La sécurité des messages envoyés et reçus dans Signal revient dans l’actualité. Dans un article paru le 13 janvier, CNBC rapporte que les forces de l’ordre aux États-Unis sont parvenues à accéder à des messages de l’application mobile, alors qu’elles enquêtaient sur le leader d’une milice d’extrême droite (« Oath Keepers ») et d’autres individus.
Ces investigations concernent les évènements qui se sont déroulés il y a un peu plus d’un an dans la capitale américaine, lors de la confirmation des résultats de l’élection présidentielle. Celle-ci touchait à sa fin, avec la validation de la victoire de Joe Biden sur Donald Trump. Mais alors qu’une transition pacifique est d’ordinaire la norme, des troubles éclatent à Washington.
Donald Trump n’admet pas directement sa défaite et dénonce, comme il l’a fait déjà depuis des semaines et des mois avant le scrutin, une fraude généralisée. Une telle défiance attise ses partisans et une foule se masse au Capitole pour dénoncer et même empêcher la proclamation des résultats. Le bâtiment est envahi, il y a des morts et Donald Trump est banni des réseaux sociaux.
C’est dans ce contexte que, depuis, les autorités cherchent à retrouver les éléments les plus radicaux de ces troubles pour les traduire en justice. Or il apparait à l’époque que Signal, qui est une messagerie instantanée, est déjà utilisée aussi par des partisans de Trump pour discuter en toute discrétion et coordonner leurs actions. D’où l’intérêt de la police à y accéder.
La particularité de Signal est de proposer une protection appelée chiffrement de bout en bout.

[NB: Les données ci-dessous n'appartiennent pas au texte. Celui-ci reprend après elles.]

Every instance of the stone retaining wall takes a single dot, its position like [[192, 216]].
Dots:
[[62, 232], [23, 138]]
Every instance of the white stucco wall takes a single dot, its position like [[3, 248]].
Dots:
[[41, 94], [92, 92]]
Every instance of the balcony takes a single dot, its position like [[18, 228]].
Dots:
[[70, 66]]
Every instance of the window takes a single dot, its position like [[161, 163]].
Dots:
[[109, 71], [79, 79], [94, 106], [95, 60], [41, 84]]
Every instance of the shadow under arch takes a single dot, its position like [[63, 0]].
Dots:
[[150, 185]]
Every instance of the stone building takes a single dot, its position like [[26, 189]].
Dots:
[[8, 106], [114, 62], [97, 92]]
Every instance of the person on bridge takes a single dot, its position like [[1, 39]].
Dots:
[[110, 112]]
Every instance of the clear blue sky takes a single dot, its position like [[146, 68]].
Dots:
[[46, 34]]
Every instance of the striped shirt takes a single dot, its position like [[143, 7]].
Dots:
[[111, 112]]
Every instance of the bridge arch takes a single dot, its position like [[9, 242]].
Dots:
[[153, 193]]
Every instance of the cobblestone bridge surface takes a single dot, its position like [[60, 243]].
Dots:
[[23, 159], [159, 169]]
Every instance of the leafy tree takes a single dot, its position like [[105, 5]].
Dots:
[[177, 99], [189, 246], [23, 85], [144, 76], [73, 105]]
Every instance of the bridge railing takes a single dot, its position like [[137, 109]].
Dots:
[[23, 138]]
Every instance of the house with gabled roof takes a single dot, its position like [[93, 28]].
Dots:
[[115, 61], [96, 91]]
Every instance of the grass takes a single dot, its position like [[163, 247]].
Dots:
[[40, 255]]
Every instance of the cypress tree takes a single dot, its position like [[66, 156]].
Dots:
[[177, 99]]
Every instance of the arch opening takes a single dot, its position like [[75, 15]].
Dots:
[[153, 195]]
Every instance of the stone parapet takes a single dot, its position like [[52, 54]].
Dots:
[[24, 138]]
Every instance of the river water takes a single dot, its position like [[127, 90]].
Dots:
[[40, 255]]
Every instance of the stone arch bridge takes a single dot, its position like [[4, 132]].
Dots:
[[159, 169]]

Il s’agit d’une méthode qui cache le contenu des messages grâce à des opérations mathématiques complexes, de sorte que seules les personnes ayant accès à la conversation sont en mesure de lire. Intercepter les messages sans la clé de déchiffrement ne sert ainsi à rien.
Sous ce régime de chiffrement de bout en bout, il est en principe impossible pour un tiers, quel qu’il soit, de lire les messages. Que ce soit l’opérateur, la police ou bien Signal lui-même. Cela vaut évidemment si le protocole de chiffrement est robuste et vérifiable, deux caractéristiques qu’on retrouve dans Signal, puisqu’il s’agit d’une solution cryptographique open source.
Est-ce à dire que le chiffrement des messages dans l’application Signal a été vaincu ? Cela paraît hautement improbable.
La police a peut-être eu un coup de pouce pour lire Signal
Par le passé, Signal a fait l’objet de suspicions similaires : la presse a suggéré qu’une entreprise, Cellebrite, dont les activités l’amènent à travailler avec les forces de l’ordre pour déverrouiller les smartphones, serait capable de lire l’application Signal. L’actualité s’emballant, Signal a riposté en estimant qu’il est impossible que Cellebrite casse son chiffrement.
La piste la plus plausible, que l’article de CNBC évoque d’ailleurs, est que la police a pu percer Signal par des voies détournées, sans toucher à la cryptographie. Le chiffrement de bout en bout n’est pas un totem d’immunité absolu : si quelqu’un se trouvant dans la boucle des conversations transmet les messages chiffrés, la « crypto » ne peut rien.
« Une possibilité est qu’un autre destinataire ayant accès aux messages les ait remis aux enquêteurs. La plainte fait référence à des messages de groupe exécutés sur l’application, il est donc possible qu’un autre participant à ces chats ait coopéré », écrit le journal. Cette coopération est crédible, car elle peut permettre à un tiers mis en cause d’espérer de la clémence quand son jugement viendra.
Une autre piste à considérer est celle de la police mettant la main sur un téléphone qui est dans la boucle des conversations sur Signal. Si le mobile n’a pas de code de verrouillage, ou si celui-ci est trop facilement devinable, l’accès à l’application est un jeu d’enfant : il n’y a qu’à l’ouvrir et à consulter les messages qui s’y trouvent. Ici aussi, la « crypto » est sans effet.
C’est aussi par ces moyens détournés que le droit et les enquêteurs peuvent opérer en France. Comme le relevait un officier de gendarmerie, refuser de communiquer le code de déverrouillage de son téléphone à la demande d’un officier de police judiciaire peut être constitutif d’une infraction. Avec cette pression sur les épaules, un prévenu peut le donner et, par conséquent, donner accès à Signal.
Signal n’a pas réagi, pour l’instant, aux éléments rapportés par CNBC. Mais on peut supposer que les forces de l’ordre ont bénéficié d’une opportunité opérationnelle (un téléphone dans la boucle était disponible et ouvert) ou juridique (la coopération d’un mis en cause qui veut limiter les dégâts au tribunal). En clair, cela semble plus un sujet de droit et d’enquête que de faiblesse du protocole Signal.